The tea business is beckoning because the company sees little room to introduce new water products as it already sells many brands, said Kim Jeffery, Chief Executive of Nestle Waters North America.
“Our next frontier is looking at other beverages that we can sell that fit into the healthy hydration space that we staked out with water,” Jeffery said in an interview on Friday following a news conference in New York. “We like the tea space.”
Nestle already owns 35 percent of small tea brands Sweet Leaf and Tradewinds and plans to buy them outright within 18 to 24 months, Jeffery said.
Nestle’s North American water business accounts for some $4 billion out of Nestle’s total revenue of about $100 billion. Jeffery declined to provide sales targets for the current year, except to say he expects to gain market share.
The company’s North American water brands range from San Pellegrino and Perrier to Poland Spring and Deer Park.
The Swiss company reported nine-month results on Friday, beating forecasts with a 5.7 percent rise in sales thanks to strong demand in emerging markets, price increases and a thriving Nespresso coffee business. It also affirmed its 2010 sales growth and margin outlook despite concerns about higher commodity prices and the economy.
In a separate interview, Brad Alford, chief executive of Nestle USA, said he sees big opportunities in frozen foods and said growth for the company would likely be both organic and through acquisitions.
“I am very bullish on frozen food. I think there are many, many more opportunities in frozen food,” Alford said. “We live in an ‘And’ world. So we will be looking organically and for acquisitions.”
Nestle Chief Executive Paul Bulcke said acquisitions were among the company’s priorities for using its cash reserves, along with investing in research and development and factories, marketing and paying dividends.
The food sector has seen its share of merger activity and Bulcke said Nestle is on the prowl for acquisitions.

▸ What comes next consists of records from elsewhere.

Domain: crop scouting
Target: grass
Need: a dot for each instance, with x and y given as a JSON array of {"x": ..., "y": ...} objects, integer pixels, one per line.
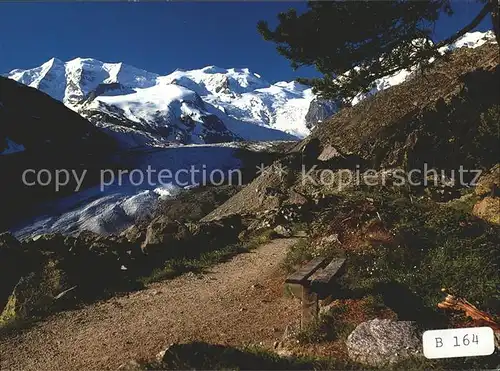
[
  {"x": 204, "y": 356},
  {"x": 330, "y": 326},
  {"x": 178, "y": 266},
  {"x": 428, "y": 246}
]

“That’s what we do always. Is it more than in the past? No. It’s always very intense,” Bulcke told Reuters.
Earlier this year, Nestle bought frozen pizza brands, including DiGiorno and Tombstone from Kraft Foods Inc and agreed last month to buy Waggin’ Train, a dog snacks business.

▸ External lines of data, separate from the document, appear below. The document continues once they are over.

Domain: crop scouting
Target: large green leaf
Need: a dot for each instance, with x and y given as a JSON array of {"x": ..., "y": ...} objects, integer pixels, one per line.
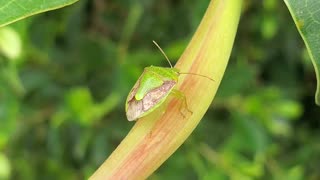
[
  {"x": 13, "y": 10},
  {"x": 306, "y": 16}
]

Speculation has swirled in recent months about what Nestle plans to do with its 30 percent stake in L’Oreal SA. It has the right to bid for the 31 percent stake held by the French cosmetics maker’s billionaire heiress, Liliane Bettencourt, if her family decides to sell, but it could also sell its stake.

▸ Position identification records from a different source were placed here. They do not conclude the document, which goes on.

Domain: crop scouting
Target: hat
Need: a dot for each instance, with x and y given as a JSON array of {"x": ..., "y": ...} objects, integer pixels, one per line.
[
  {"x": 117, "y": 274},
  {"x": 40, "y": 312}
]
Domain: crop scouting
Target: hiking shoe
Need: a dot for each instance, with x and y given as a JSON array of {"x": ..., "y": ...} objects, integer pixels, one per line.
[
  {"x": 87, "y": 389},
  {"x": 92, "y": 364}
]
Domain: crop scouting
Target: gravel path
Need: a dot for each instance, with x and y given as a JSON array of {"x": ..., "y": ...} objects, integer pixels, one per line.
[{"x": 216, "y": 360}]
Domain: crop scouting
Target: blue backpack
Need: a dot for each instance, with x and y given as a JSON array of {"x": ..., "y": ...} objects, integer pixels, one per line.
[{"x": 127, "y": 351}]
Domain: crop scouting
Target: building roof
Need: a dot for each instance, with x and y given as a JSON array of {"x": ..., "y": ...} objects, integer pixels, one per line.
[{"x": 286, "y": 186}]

Bulcke declined to comment on Friday about L’Oreal or any other specific companies. Recent media reports have suggested Nestle could be a potential suitor for companies, including Mead Johnson Nutrition Co, General Mills Inc, Green Mountain Coffee Roasters Inc and part of Yoplait.
With unemployment in the United States remaining high, the business environment should remain difficult in the short term, said Alford, who oversees U.S. brands such as Coffee-Mate creamers, Stouffer’s frozen meals and Edy’s ice cream.
Still, he expects to be able to put through some price increases on certain products, whose raw material costs have gone up recently.
Nestle’s biggest ingredients are cocoa, sugar and dairy. Alford said Nestle is able to use a combination of price increases, easing promotions and cost cuts to offset the commodity inflation, which is greater this year, fiscal 2011, than last year.
The overall company has forecast a 2 percent to 3 percent increase in input costs this year.